Eine solche Vorgabe hat die Messe München dieses Jahr erstmals in ihre Bestimmungen für Ausstellerveranstaltungen aufgenommen. Dort wird um Beachtung der Tatsache gebeten, dass es sich bei der Expo Real um eine "reine Arbeitsmesse" handele: "Tagesveranstaltungen sollen reine Arbeitsveranstaltungen sein. Veranstaltungen, die als Empfang oder Get-Together durchgeführt werden sollen, werden nicht genehmigt". Alle Veranstaltungen bis 19 Uhr sind Tagesveranstaltungen.
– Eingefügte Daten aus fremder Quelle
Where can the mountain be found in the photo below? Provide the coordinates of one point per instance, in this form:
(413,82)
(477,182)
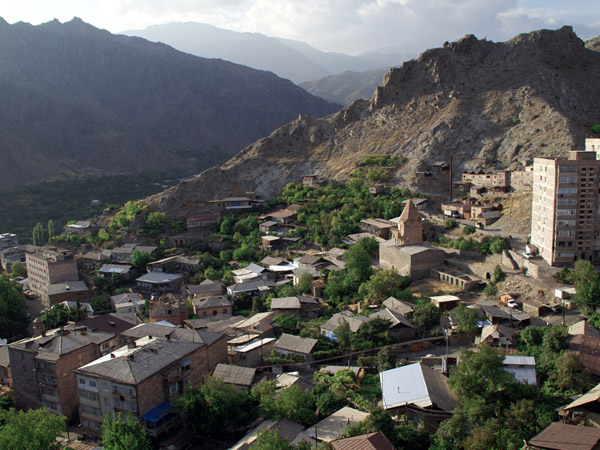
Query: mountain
(481,102)
(294,60)
(346,87)
(79,99)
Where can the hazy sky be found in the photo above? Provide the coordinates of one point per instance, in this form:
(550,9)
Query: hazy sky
(348,26)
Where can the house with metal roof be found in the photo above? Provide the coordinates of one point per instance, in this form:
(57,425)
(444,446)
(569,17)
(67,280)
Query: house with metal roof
(522,368)
(333,426)
(137,379)
(295,346)
(562,436)
(418,391)
(239,376)
(369,441)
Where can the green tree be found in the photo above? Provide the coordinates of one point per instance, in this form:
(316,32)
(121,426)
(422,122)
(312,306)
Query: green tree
(304,283)
(36,429)
(587,285)
(38,235)
(491,290)
(124,432)
(18,270)
(51,229)
(467,318)
(426,314)
(384,284)
(343,335)
(13,321)
(215,408)
(140,259)
(499,274)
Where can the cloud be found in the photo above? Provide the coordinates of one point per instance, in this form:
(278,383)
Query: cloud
(349,26)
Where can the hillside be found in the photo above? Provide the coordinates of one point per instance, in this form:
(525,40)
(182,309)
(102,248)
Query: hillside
(294,60)
(479,101)
(76,99)
(346,87)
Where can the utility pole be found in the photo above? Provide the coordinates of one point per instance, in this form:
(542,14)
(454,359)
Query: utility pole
(499,426)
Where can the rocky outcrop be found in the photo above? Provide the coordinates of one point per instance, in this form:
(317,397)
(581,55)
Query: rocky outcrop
(481,102)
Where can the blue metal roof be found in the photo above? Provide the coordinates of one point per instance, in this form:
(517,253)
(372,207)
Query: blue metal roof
(157,413)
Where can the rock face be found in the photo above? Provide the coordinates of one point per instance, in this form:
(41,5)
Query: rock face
(79,99)
(483,103)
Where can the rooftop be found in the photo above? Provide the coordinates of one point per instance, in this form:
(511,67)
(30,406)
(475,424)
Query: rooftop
(134,365)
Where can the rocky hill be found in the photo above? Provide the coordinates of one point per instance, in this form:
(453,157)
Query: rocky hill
(287,58)
(346,87)
(79,99)
(481,102)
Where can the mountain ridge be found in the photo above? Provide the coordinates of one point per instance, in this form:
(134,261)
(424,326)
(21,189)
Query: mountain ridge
(80,99)
(478,101)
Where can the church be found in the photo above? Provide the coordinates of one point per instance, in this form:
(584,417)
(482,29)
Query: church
(405,252)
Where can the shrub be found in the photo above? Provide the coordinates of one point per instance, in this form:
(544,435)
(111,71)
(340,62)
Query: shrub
(469,229)
(449,224)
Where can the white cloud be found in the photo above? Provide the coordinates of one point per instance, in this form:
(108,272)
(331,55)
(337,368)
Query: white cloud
(349,26)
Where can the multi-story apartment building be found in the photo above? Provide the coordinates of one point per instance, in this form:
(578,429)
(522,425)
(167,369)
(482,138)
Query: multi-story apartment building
(565,221)
(42,366)
(142,379)
(48,265)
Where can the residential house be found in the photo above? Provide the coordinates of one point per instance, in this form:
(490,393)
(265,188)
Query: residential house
(287,429)
(329,327)
(238,376)
(588,350)
(369,441)
(201,219)
(5,373)
(252,287)
(93,259)
(177,263)
(42,367)
(562,436)
(400,327)
(8,240)
(302,306)
(128,303)
(211,306)
(169,307)
(236,204)
(120,271)
(207,288)
(445,302)
(252,354)
(584,328)
(377,227)
(399,307)
(497,336)
(160,283)
(333,426)
(295,346)
(141,379)
(420,203)
(261,324)
(47,266)
(68,290)
(123,253)
(310,180)
(215,343)
(585,409)
(418,391)
(250,272)
(522,368)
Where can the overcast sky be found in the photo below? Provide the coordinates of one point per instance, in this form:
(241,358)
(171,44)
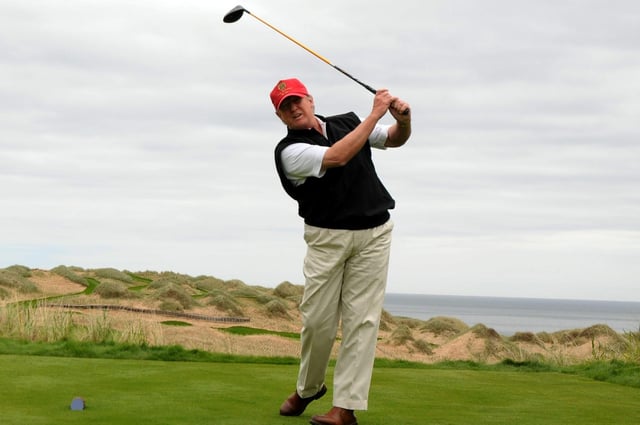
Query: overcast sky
(139,135)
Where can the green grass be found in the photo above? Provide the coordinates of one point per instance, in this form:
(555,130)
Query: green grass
(39,390)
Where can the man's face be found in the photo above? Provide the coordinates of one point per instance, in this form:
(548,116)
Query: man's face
(297,112)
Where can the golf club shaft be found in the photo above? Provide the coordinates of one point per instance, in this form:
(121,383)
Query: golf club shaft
(322,58)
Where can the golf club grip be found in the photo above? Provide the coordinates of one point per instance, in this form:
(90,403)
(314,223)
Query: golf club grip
(366,86)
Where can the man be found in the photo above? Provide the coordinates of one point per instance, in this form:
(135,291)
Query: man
(325,165)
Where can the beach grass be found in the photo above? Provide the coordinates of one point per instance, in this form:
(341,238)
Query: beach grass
(39,390)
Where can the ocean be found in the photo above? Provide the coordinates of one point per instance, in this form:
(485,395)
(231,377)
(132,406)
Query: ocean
(510,315)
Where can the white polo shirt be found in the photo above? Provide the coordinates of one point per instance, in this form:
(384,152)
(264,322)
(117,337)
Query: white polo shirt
(302,160)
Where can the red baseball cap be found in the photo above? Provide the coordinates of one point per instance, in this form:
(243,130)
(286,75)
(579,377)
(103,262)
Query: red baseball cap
(286,88)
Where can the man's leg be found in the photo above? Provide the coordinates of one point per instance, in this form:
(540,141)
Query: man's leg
(363,291)
(324,270)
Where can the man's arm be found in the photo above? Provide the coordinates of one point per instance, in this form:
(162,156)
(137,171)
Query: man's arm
(399,132)
(341,152)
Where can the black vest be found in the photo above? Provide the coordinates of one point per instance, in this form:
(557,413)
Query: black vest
(350,197)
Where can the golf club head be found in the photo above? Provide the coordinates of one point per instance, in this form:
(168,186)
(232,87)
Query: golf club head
(234,14)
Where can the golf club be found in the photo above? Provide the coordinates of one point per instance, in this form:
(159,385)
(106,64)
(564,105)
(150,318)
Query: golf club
(236,13)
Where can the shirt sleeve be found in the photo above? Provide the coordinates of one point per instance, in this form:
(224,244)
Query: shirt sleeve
(302,160)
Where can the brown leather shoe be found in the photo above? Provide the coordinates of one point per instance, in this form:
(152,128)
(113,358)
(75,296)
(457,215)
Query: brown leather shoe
(336,416)
(295,405)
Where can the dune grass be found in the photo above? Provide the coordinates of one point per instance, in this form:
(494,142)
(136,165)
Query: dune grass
(39,389)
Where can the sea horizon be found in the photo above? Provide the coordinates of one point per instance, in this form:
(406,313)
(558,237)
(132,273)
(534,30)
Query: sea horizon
(509,315)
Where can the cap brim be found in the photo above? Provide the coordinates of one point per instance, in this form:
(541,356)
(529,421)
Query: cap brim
(290,95)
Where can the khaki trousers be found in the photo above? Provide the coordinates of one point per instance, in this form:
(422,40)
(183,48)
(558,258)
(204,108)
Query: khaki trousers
(346,277)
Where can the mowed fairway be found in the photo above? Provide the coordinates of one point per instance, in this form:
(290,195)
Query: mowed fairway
(39,390)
Die Messe München erklärt ihre Maßnahme mit dem Bemühen, die unterschiedlichen Interessen und Bedürfnisse aller Aussteller zu vertreten. Größere Standparties, die schon nachmittags anfingen, seien in angrenzenden Ständen oft als Störung empfunden worden. Mit der neuen Verordnung wolle man bei den feierfreudigeren Ausstellern mehr Bewusstsein für die Bedürfnisse anderer Aussteller schaffen und einen Rahmen bilden, in dem alle zufrieden sein könnten, heißt es hinter vorgehaltener Hand. Gegen das eine oder andere Sektglas sei sicher weiterhin nichts einzuwenden.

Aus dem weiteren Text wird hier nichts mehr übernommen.